Personal information
- Born: September 7, 1957 (age 68) Ottawa, Ontario, Canada

Career information
- High school: Ridgemont High School (Ottawa)
- CJFL: Ottawa Sooners
- College: Richmond
- CFL draft: 1981

Career history
- 1981–1983: Ottawa Rough Riders
- 1983–1985: Toronto Argonauts
- 1987–1992: Toronto Argonauts

Awards and highlights
- 2× Grey Cup champion (1983, 1991); CFL All-Star (1988);

= Ian Beckstead =

Canadian gridiron football player (born 1957)

Ian Beckstead (born September 7, 1957) is a former Canadian Football League (CFL) offensive lineman who played eleven seasons in the CFL. He was part of the Grey Cup championship-winning Toronto Argonauts in 1983 and 1991. He won the Leo Dandurand Trophy in 1988.
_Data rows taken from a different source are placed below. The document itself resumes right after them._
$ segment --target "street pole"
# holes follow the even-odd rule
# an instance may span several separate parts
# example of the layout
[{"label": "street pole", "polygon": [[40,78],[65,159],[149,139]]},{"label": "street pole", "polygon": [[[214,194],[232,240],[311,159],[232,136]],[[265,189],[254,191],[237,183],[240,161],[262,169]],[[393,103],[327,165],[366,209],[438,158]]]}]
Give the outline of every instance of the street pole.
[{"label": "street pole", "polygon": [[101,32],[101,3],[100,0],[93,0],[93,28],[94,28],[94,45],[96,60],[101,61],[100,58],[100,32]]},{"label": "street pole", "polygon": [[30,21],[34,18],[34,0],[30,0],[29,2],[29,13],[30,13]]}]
Beckstead was originally drafted by the Ottawa Rough Riders in 1981, and was subsequently traded to the Toronto Argonauts in 1983. He sat out part of the 1985 season and all of 1986 to complete his Master of Business Administration degree and begin working in business, but returned to the Argonauts in the 1987 season and played with them for the remainder of his career until retiring after the 1992 season. He was named an East Division All-Star in 1987 and 1988, and a league all-star in 1988. In the latter year, he won the Leo Dandurand Trophy as the Outstanding Offensive Lineman in the East, but lost to West Division's Roger Aldag for the league-wide award.